Object Constancy is a psychodynamic concept, and we could think of it as the emotional equivalence of Object Permanence. To develop this skill, we mature into the understanding that our caregiver is simultaneously a loving presence and a separate individual who could walk away. Rather than needing to be with them all the time, we have an ‘internalized image’ of our parents’ love and care. So even when they are temporarily out of sight, we still know we are loved and supported. In other words, with Object Constancy we are able to experience things and people as reliable and constant.
In adulthood, Object Constancy allows us to trust that our bond with those who are close to us remains whole even when they are not physically around, picking up the phone, replying to our texts, or even frustrated at us. With Object Constancy, absence does not mean disappearance or abandonment, only temporary distance. People with a secure early attachment could locate a sense of trust from within themselves, rather than relying on the constant reassurance from another.

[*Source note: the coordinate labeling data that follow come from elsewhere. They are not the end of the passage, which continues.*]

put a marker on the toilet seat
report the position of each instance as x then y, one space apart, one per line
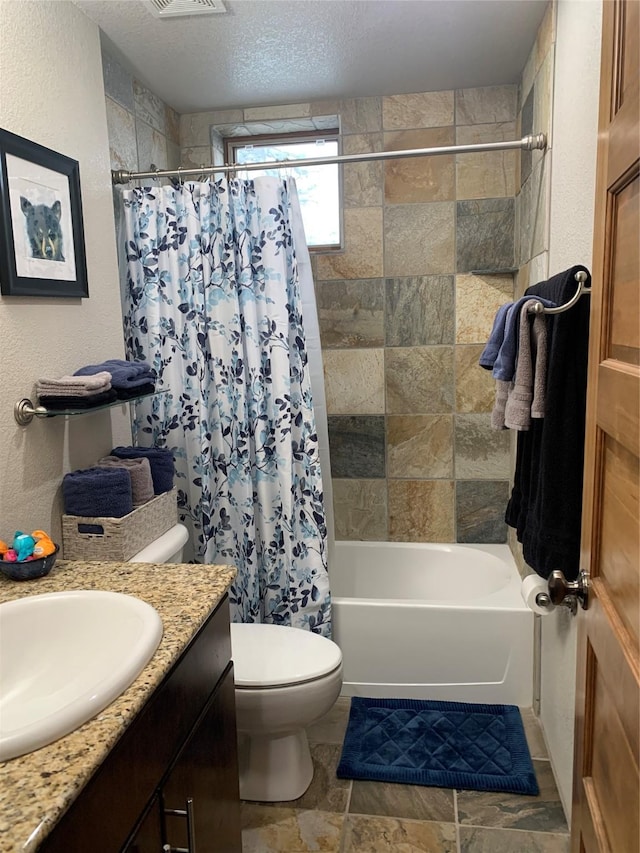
278 656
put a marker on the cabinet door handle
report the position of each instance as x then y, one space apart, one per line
191 830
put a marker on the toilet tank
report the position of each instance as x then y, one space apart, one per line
165 549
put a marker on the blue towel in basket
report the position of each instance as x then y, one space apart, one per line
160 460
98 492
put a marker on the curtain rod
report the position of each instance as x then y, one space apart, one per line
528 143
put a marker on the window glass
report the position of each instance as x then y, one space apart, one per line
318 186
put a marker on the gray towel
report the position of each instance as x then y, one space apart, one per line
519 406
141 480
497 415
74 386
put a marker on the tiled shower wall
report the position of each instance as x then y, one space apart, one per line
143 130
403 319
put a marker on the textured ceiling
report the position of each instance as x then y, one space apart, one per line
292 51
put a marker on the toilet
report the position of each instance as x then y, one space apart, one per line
285 680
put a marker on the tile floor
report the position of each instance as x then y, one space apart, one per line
344 816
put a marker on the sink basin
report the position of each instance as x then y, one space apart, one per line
64 656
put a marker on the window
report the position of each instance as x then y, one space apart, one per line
318 186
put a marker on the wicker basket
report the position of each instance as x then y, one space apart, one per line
87 538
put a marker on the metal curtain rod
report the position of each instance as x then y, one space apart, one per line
528 143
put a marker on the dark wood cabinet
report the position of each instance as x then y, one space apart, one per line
174 770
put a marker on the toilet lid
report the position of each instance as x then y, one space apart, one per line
275 656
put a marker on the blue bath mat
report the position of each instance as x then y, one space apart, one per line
440 744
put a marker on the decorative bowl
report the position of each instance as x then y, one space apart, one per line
29 569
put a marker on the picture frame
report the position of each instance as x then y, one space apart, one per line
41 226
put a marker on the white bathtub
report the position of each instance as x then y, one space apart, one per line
427 621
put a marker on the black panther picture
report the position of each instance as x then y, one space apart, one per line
44 230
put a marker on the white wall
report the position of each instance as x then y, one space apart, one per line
52 93
575 122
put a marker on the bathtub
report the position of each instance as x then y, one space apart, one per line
426 621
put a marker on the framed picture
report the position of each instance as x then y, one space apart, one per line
41 232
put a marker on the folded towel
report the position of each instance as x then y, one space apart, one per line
88 402
124 374
492 347
140 472
497 415
532 339
72 386
138 391
160 460
98 492
505 364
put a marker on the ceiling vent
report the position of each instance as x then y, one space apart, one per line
184 8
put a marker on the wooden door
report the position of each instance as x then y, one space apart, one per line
606 781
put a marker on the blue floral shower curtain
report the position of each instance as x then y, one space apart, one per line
213 304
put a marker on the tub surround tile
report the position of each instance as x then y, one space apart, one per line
421 510
118 83
284 111
419 239
332 727
390 835
362 183
542 813
477 300
289 830
192 158
481 453
417 110
419 179
351 313
360 510
419 311
362 256
357 446
485 234
354 381
415 802
475 387
508 841
184 599
533 211
172 124
526 126
122 136
419 380
490 174
420 446
486 104
149 107
360 115
480 509
195 129
152 147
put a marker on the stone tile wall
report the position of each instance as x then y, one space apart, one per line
402 318
143 130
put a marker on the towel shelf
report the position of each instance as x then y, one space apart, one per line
24 411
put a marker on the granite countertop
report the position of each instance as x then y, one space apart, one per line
37 788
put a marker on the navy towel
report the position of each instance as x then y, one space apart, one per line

Has your childhood contributed to your fear of abandonment and object constancy? Read How Childhood Trauma Impacts our Physical, Emotional and Relational Health
For all of us, the fear of abandonment begins when we were thrown into the cold, alien world from our mother’s womb. Since no parent could be available and attuned 100% of the time, we all suffer at least some minor bruises in learning to separate and individuate. However, if we had experienced more severe early or even preverbal attachment trauma, have extremely inconsistent or emotionally unavailable caregivers, or a chaotic upbringing, our emotional development might have been stunted at a delicate age, and we never had the opportunity to develop Object Constancy.